I reminded her that I have cancer, not the flu. I literally had poison coursing through my body and trying not to die so I could get back to full working capacity. I felt enormous pressure to work even when I had no strength and fighting severe chemo brain. I also felt deeply hurt. I was not on vacation. I was fighting for my life.
I had to get another major surgery after that first-year post-cancer because my body was unable to tolerate any of the pre-menopausal medications needed to help prevent a recurrence. Two months after a radical hysterectomy and oophorectomy in February 2017, I had gotten what I thought was my dream job at a major advertising agency in downtown Atlanta. I was thrilled and finally made the salary I needed with major responsibilities. I had felt ready and thought it would be a huge step forward in my career.
I had underestimated the effect of having another major surgery on top of healing from breast cancer. The chemo brain I thought I had overcome came back in full force. My work began to decline. I had notified my new bosses that I was a cancer survivor and recovering from another major surgery right at the start of my job. Instead of supporting me and developing ways to help manage my workload as I tried to heal, these two women told me, “You need to keep your health and work separate.” It was another slap in the face.
Too many employers don’t understand the toll any type of cancer can have on a person’s physical and mental health. I also realized how dependent I have now become on health insurance tied to an employer. Though I resigned from that position with the ad agency, it was a blow to me professionally because there was no way to keep my health and career separate anymore. Cancer not only kills the good and bad in the body, but it can also kill careers. It was due to that awful experience that I had decided to not tell any future employer that I was a cancer survivor until after I had been there 90 days.

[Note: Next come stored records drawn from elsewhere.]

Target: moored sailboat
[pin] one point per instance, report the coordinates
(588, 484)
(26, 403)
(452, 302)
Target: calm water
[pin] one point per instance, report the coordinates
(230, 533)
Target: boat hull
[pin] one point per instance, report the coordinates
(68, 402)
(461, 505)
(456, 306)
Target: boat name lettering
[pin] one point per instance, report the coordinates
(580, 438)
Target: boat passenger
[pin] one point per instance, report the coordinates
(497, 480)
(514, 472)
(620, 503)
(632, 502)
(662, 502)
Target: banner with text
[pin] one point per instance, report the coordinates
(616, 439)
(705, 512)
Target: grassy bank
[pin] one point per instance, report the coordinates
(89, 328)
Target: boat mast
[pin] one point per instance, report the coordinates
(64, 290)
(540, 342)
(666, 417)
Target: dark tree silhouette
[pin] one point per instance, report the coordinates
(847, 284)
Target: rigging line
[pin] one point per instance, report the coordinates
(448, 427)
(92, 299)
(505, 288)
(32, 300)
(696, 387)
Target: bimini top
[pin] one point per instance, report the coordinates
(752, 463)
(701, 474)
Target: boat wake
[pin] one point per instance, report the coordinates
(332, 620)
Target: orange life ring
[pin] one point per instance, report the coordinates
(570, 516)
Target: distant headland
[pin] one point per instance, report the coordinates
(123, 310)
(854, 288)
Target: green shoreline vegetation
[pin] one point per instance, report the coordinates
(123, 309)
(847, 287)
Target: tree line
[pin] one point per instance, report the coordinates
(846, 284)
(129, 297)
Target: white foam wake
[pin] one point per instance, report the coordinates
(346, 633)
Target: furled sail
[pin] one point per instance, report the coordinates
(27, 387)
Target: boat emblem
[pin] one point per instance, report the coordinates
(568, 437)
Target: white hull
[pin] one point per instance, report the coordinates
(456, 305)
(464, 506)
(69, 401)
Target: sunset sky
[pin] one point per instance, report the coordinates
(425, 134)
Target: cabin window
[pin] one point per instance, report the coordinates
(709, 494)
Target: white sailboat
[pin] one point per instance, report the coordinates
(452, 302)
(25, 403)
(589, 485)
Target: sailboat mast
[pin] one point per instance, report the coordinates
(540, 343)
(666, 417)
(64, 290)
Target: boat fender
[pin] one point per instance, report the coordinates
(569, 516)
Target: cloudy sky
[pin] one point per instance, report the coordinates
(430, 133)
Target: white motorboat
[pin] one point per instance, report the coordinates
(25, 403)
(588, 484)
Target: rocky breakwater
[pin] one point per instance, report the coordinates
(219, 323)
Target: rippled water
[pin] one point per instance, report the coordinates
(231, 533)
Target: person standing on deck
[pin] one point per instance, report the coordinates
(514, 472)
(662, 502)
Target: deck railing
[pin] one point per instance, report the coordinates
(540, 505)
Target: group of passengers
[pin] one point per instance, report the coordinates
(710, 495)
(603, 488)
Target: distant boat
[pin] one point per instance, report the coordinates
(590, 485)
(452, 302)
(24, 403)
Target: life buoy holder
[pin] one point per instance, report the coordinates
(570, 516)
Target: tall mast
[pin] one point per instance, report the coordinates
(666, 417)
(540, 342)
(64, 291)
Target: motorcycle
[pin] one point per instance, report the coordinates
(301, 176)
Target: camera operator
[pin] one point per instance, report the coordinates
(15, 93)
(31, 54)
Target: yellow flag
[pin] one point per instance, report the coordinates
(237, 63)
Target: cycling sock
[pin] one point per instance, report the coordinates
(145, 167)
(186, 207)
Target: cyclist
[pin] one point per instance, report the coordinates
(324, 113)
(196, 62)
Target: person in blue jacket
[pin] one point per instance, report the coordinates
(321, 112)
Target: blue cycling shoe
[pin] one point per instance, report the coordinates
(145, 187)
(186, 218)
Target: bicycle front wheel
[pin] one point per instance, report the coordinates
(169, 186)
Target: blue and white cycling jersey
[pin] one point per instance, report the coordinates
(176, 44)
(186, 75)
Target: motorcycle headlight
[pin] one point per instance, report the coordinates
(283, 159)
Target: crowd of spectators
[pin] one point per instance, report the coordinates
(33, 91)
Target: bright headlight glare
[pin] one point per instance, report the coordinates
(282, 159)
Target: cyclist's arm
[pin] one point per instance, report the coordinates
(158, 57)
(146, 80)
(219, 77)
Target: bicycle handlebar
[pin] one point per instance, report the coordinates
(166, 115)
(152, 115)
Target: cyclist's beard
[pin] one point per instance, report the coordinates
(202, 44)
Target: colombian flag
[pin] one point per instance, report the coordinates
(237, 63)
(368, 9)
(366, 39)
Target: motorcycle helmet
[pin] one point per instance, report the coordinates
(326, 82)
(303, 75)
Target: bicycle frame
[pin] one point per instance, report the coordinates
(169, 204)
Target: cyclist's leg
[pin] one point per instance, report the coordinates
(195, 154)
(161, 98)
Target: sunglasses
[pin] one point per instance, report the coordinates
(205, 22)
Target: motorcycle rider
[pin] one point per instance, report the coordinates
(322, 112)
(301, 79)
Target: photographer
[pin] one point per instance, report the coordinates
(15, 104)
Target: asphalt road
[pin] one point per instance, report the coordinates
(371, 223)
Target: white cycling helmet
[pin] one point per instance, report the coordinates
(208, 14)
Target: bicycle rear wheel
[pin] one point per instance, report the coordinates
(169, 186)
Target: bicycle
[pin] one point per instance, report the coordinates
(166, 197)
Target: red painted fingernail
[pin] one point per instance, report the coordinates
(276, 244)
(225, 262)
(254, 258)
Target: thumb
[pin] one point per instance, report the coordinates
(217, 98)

I had been one of the millions suddenly out of work and stripped of employer-provided health insurance at the height of the COVID-19 pandemic in April 2020. I had been a marketing project manager with a stellar reputation and nominated for awards, so the layoff came as a shock. My health insurance was ending the day before my latest round of scans, which are scheduled 6 months in advance, to make sure I was still in remission. I will never be able to fully express the stress and anger I felt by having to scramble to push my scans up before losing coverage. There was no offer to even help with my resume or job search. I found that ironic, considering they were a staffing company.
To have health insurance ripped away even without a pandemic causes pure panic for those who utilize it on a regular basis, especially those with cancer and other chronic health conditions that require constant maintenance and medications.